Hoje, o que eu quero melhorar é enfrentar o meu conservadorismo. É chegar nos momentos que o jogo pedir, que eu estiver no placar e que eu souber que ali o meu emocional está tomando conta, é ser racional, enfrentar o momento que eu pensar um pouco mais passiva, um pouco mais emotiva, e fazer o que eu tenho que fazer. É sair da quadra com aquela sensação de que 'cara, o que estava no meu controle, eu deixei tudo na quadra'. Então é mental mesmo. E cada vez mais buscando a bola, né? Quando eu apoio e pego a bola, hoje eu tenho muita qualidade. Minha bola não deve a nenhuma bola de nenhuma outra menina. Não sei quais delas pegariam até mais forte ou teriam mais qualidade e mais armas de jogo. Além de tudo, eu sou canhota. Então eu colocaria mais essa condução mental mesmo.

Tecnicamente, você se sente no nível top já?
Eu sempre posso melhorar, mas eu me vejo tecnicamente e tenisticamente... O meu tênis está ali nas 30 melhores do mundo. A minha cabeça e a minha condução mental vão me levar aonde eu conduzir elas, né? Então, tenisticamente eu vejo eu fazendo coisas muito boas dentro da quadra, principalmente nos treinos. Eu ainda não joguei o que eu treinei, né? Agora, a minha intenção é jogar o que eu venho treinando.

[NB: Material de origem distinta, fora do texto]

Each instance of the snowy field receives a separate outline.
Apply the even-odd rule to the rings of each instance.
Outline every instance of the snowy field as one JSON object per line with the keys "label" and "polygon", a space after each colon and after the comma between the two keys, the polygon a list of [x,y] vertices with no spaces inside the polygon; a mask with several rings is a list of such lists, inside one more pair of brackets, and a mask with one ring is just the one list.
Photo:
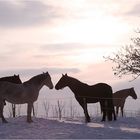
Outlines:
{"label": "snowy field", "polygon": [[50,120],[26,117],[9,118],[0,122],[1,139],[140,139],[140,118],[118,118],[115,122],[100,122],[100,118],[84,120]]}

Eu lembro que alguns anos atrás você tinha um discurso muito de diminuir expectativa, de não puxar pressão pra você? Você mudou essa postura, ou eu estou enganado?
Não, hoje eu sou mais realista. Eu acho que você ser brasileiro, você já tem uma expectativa muito alta por ser Brasileiro, né? Por exemplo, em Miami eu joguei, joguei contra a Badosa, Joguei contra a Sabalenka, contra a própria Sakkari, e tinha muito mais gente torcendo pra mim naquele jogo. Então o brasileiro já cria uma expectativa muito grande em cima de mim, em cima de poucos jogadores que a gente teve no topo representando, né? É um país muito grande, é um país que depende muito de resultado, e sempre foi o ambiente que eu fui inserida. Eu cresci em São Paulo, eu cresci nos clubes, eu cresci com todo mundo me colocando como uma promessa do tênis feminino, então eu sempre tive muita expectativa e muita pressão dentro de mim, né? Então eu acho que era uma forma até de eu conseguir...

Se proteger?
Me proteger. Só que eu acho que você ser verdadeira, você ser sincera, você colocar o pé no chão e falar: 'Cara, onde eu tô? Realmente, hoje eu posso ganhar um 250, eu posso.' Então quando eu vou pra um 250, eu vou porque eu acredito que eu posso ganhar um 250. Então hoje se eu tiver saudável, se eu tiver com as coisas claras, se eu tiver com as pessoas certas, eu acredito no meu tênis, eu acredito nas coisas grandes que eu posso fazer. Não é a toa que eu estou tendo boas semanas, então quando eu falo de expectativa, quando eu falo de metas, eu tenho os pés no chão. O tênis é um esporte que depende de ponto, depende de ranking, depende do outro às vezes subir e descer, mas o que está no meu controle, aos poucos, eu tenho muita ciência: eu não me coloco nem acima nem abaixo. Hoje eu sou realista.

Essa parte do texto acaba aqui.